My emotional intelligence received a shot of adrenaline to the heart, Mia Wallace style. I was shocked at first, realizing how rude people could be to me. I was just an innocent intern, I had no clue was I was doing, surely they could empathize? The “they” I speak of is no one in the office, they are all downright lovely people. The “they” I speak of are the legislative receptionists, parents at tabling events (yes parents with their kids), and plethoras of other pissed off people.
I remember one instance in particular where my supervisor, Shawn, and I were at a school for a “Kidsfest” event. Along with dozens of other organizations, we were running a table, passing out information, and interacting with the kids. I had just finished sticking a temporary tattoo on the cutest kid, when a woman and her three children came up to our table. I smiled at her, prepared to give her my spiel, when she spurt out “How do I oppose this?” and whisked her hands over our table like she was swatting a fly. I thought maybe she had just misspoken, or that I interpreted her incorrectly, so I began talking to her about PCCY. She then interrupted me, spat out the same question and proceeded to say “my husband and I are both surgeons and we have six kids, you are all pushing it in the same direction and I hate that!” I replied with, “Excuse me, no it’s not” and then she stormed off, her confused children scuttling behind her. What the “it” was I don’t know, I just felt like I was attacked and had to refute whatever she was saying. And I’m fairly positive the woman did not know what the “it” was either, or what our organization was all about.
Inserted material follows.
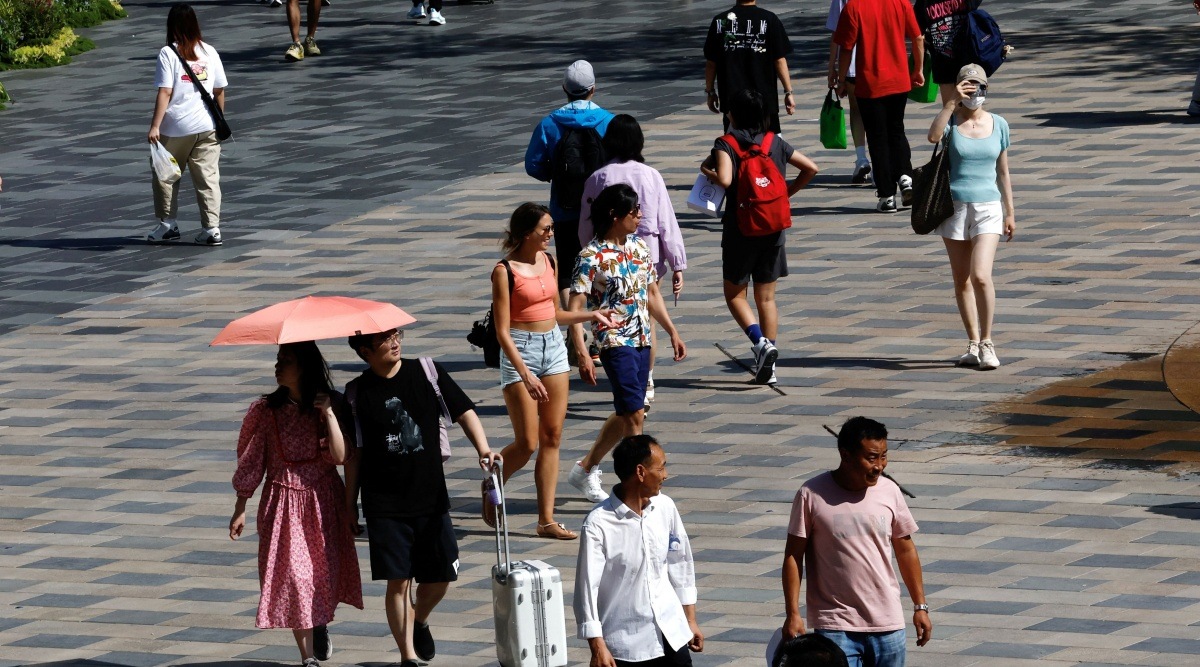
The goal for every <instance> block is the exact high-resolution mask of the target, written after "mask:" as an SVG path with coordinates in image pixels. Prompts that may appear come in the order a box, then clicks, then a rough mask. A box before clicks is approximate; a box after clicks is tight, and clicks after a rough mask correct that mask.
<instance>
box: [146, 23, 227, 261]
mask: <svg viewBox="0 0 1200 667" xmlns="http://www.w3.org/2000/svg"><path fill="white" fill-rule="evenodd" d="M176 50H178V54H179V55H176ZM180 56H182V58H184V59H185V60H186V61H187V64H186V65H185V64H184V61H181V60H180ZM188 68H191V71H192V72H193V73H194V74H196V78H197V79H198V80H199V83H200V85H203V86H204V88H205V90H208V91H209V95H211V96H212V100H214V101H215V102H216V104H217V106H218V107H220V108H221V109H222V110H224V89H226V85H228V82H227V80H226V73H224V67H223V66H222V65H221V55H220V54H218V53H217V49H215V48H212V46H211V44H209V43H206V42H204V37H203V35H202V34H200V22H199V20H198V19H197V18H196V11H194V10H192V7H191V6H190V5H184V4H179V5H172V7H170V12H168V13H167V46H164V47H162V48H161V49H158V65H157V66H156V68H155V85H156V86H157V88H158V94H157V97H155V104H154V116H152V118H151V120H150V131H149V132H146V140H149V142H150V143H151V144H161V145H162V148H164V149H167V152H169V154H170V155H172V157H174V158H175V162H178V163H179V166H180V168H184V167H186V168H187V170H188V173H191V174H192V185H193V186H194V187H196V203H197V205H198V206H199V209H200V224H202V226H203V229H202V230H200V233H199V235H197V236H196V239H194V242H196V244H197V245H200V246H220V245H221V168H220V162H221V144H220V143H218V142H217V137H216V125H215V124H214V120H212V114H211V113H209V109H208V107H206V106H205V104H204V98H203V97H202V96H200V94H199V91H197V90H196V85H194V84H193V83H192V77H191V76H190V74H188V73H187V72H188ZM151 184H152V186H154V211H155V216H156V217H157V218H158V223H157V224H156V226H155V228H154V229H151V230H150V233H148V234H146V236H145V240H146V241H148V242H151V244H164V242H168V241H176V240H179V238H180V232H179V223H178V222H176V220H175V218H176V216H178V212H179V181H178V180H176V181H175V182H172V184H169V182H164V181H162V180H160V179H158V178H157V176H155V175H151Z"/></svg>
I stood behind the table, astonished at first, then I shook it off and continued on. Now that I have had time to reflect, I realized the most significant aspects of that interaction were the anger in her voice and how purely idiotic the whole thing was. Who comes to an event with clowns, jugglers, bouncy houses, and tables of non-profits; an event that is literally called “Kidsfest”, to get pissed off and go table to table berating the people sitting behind them. The fact that they would come with their children to do this is so next level that I can’t even begin to articulate how messed up it is. Yes, I remember this moment with some anger. However, I also remember it with some new insight.
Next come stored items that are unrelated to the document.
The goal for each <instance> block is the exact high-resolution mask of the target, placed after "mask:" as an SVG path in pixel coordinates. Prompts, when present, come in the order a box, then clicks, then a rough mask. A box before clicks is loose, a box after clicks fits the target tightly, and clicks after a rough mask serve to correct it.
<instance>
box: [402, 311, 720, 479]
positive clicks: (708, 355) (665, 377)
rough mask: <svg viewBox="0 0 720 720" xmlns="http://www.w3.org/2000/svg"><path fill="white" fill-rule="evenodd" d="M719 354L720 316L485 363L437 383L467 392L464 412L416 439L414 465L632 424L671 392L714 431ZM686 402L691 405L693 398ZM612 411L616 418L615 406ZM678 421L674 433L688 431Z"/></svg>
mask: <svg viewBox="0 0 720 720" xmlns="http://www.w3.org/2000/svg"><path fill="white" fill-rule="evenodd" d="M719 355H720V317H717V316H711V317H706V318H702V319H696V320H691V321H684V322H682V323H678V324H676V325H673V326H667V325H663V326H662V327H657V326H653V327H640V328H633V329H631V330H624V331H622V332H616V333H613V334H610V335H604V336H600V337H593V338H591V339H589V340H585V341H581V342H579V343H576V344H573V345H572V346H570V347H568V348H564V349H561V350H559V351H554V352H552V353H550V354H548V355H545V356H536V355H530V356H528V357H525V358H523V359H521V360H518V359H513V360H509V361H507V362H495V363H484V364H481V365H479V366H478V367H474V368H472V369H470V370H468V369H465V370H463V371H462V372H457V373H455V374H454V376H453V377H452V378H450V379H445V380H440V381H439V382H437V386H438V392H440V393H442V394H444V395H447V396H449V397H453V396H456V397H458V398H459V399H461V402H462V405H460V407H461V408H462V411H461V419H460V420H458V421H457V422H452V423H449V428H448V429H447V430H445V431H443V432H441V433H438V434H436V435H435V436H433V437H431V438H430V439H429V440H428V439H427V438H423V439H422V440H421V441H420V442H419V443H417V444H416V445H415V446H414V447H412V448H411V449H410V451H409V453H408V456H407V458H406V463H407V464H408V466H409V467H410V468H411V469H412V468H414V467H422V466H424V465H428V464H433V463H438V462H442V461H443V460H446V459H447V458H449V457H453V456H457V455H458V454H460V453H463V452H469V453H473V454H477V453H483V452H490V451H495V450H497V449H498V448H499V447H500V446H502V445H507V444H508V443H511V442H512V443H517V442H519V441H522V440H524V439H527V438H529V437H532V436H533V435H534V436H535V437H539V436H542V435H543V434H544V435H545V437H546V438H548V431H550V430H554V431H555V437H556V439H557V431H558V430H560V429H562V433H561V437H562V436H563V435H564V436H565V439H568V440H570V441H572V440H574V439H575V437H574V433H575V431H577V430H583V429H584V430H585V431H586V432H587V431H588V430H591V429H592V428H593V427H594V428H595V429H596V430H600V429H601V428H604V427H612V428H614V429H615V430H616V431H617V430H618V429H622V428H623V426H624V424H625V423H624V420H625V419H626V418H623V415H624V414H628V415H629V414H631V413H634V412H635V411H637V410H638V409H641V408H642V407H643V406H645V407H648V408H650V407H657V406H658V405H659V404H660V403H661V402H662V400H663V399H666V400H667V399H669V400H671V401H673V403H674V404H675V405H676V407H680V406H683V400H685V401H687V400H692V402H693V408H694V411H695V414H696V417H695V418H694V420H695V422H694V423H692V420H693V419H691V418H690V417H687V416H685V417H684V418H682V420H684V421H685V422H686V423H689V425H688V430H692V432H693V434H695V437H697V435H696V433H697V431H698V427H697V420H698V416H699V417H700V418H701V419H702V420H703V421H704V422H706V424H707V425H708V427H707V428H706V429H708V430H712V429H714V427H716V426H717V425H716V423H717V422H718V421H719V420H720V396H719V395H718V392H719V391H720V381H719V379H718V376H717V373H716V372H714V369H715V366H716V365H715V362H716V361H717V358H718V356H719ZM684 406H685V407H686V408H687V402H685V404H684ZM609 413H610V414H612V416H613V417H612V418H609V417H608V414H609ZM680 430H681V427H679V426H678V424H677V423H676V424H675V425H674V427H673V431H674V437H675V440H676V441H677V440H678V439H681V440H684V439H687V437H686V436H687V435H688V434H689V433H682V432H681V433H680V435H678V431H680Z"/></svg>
I realized that she, a surgeon who spends her days interacting with unconscious bodies, has no idea or grasp on the lifestyles of others or the issues that good, hard-working, Americans face. She couldn’t possibly know about the social injustices that are deeply embedded in our system of education. She can’t understand the level of obstacles a child born into poverty faces, already behind their peers by age one. She doesn’t understand that everyone’s parents aren’t surgeons, and that some children don’t have parents at all. She doesn’t understand the monster that is child care; low income families spend 50% of their salary on childcare, people lose their jobs because of a lack of childcare, and kids lose their lives because of low quality child care. As a white surgeon, she couldn’t possibly understand the struggle a minority single mother has to go through to put her children in care. The largest burden the hateful surgeon bears, is the burden of her own hate.
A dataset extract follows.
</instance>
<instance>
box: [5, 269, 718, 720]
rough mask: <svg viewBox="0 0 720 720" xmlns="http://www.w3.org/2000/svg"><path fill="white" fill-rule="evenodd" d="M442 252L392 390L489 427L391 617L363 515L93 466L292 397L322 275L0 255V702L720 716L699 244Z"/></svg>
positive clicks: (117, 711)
This woman was so full of hate and anger, but the most striking thing about her was the putrid odor of ignorance, seeping out of her every orifice. It’s scary and disappointing, that someone who is supposed to be smart and honorable, a surgeon, was full of so much ignorance and disregard for others. It is people like this that scare me the most; the ones who refute facts, and who turn a blind eye to the wreck around them. They live in an alternate reality. The information and truth is available; the facts, the reports, and the numbers are there. Yet, there are people who insist on asserting false realities that exclude populations of people, perpetuate social injustice, and feed hate.
I feel a new responsibility after completing this internship. A responsibility to hold up the truth in whatever I do. I will speak up in the face of ignorance and hate.